Prof. Dr. İoanna Kuçuradis’in sohbetlerinde çeşitli vesilelerle dillendirdiği gibi, insan hakları hukuktan önce gelir, hukukun temelini oluşturur. İnsan hakları tartışılmaz, örneğin sana göre, bana göre insan hakkı olmaz. Ama bu konuda her kafadan bir ses çıkıyor. Kılık kıyafete karışmak; el öpme, bacak bacak üstüne atarak oturmama, kahkahayla gülmeme v.b. daha pek çok şekilci adetler saygı adı altında sürdürülüyor. Oysa dürüstlük, sevgi, saygı değişmez. Yaşa bağlı da olmamalıdır. Yine hoca ısrarla vurgular: Düşüncelere saygı olmaz, düşüncenin sahibi insana saygı göstermek gerekir.
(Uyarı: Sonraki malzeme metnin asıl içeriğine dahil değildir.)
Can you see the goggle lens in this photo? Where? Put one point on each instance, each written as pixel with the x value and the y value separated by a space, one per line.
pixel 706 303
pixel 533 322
Ayrıca “bilgide demokrasi yok. Bir kişi bile söylese, eğer bilgi sunuyorsa, yüz kişi onu kabul etmekle mükelleftir.” (“Sen sus, çocuksun” paylamalarını getiriyor akla. Bu yüzden değil midir, çocukken kimimiz pısırıklığı seçmişizdir, kimimiz isyankârlığı?)

Aile içinde eşitliğin sağlanabilmesi, dolayısıyla bireyler arasında sağlıklı bir ilişkinin kurulabilmesi görece olarak çocuk yetiştirmedeki sorunları azaltabilir. Ancak bunun için ebeveynin sorumluluktan önce yetkeci, baskıcı ve köhnemiş olan zihniyetten kurtulması gerekir. Bunun anlamı çocukla arkadaş olmak değildir; ebeveyn konumunu koruyarak bu başarılabilir. Çocuğa zaman ayırma, anlaşma gösterme, onunla dengeli ilişkiler kurma önemlidir. Az önce de değinildiği gibi, ileri teknolojinin damgasını vurduğu 21. yüzyılda, internet kullanımının yaygınlaşmasıyla kullanıcının zaman ve mekândan bağımsızlaşması, bireysel gelişimi, geçmiş dönemlere göre farklılaştırdı; yeni toplumsallık biçimleri yarattı. İnsanlar, internette tanışıp sevgili oluyor, evleniyorlar. Nasıl ki, AVM varsa müşterisi de olacaktır; alışveriş yapma niyeti olmasa bile yeni yetme de zaman geçirmek için AVM’nin cazibesini arayacaktır. Ama hemen ekleyelim; ebeveynin, örneğin sosyal medya kullanımı, dışarıda gezme gibi konularda çocuğuna saat sınırlaması getirmesi hakkıdır, tabii ki korku, şiddet yoluyla değil, ikna yöntemiyle.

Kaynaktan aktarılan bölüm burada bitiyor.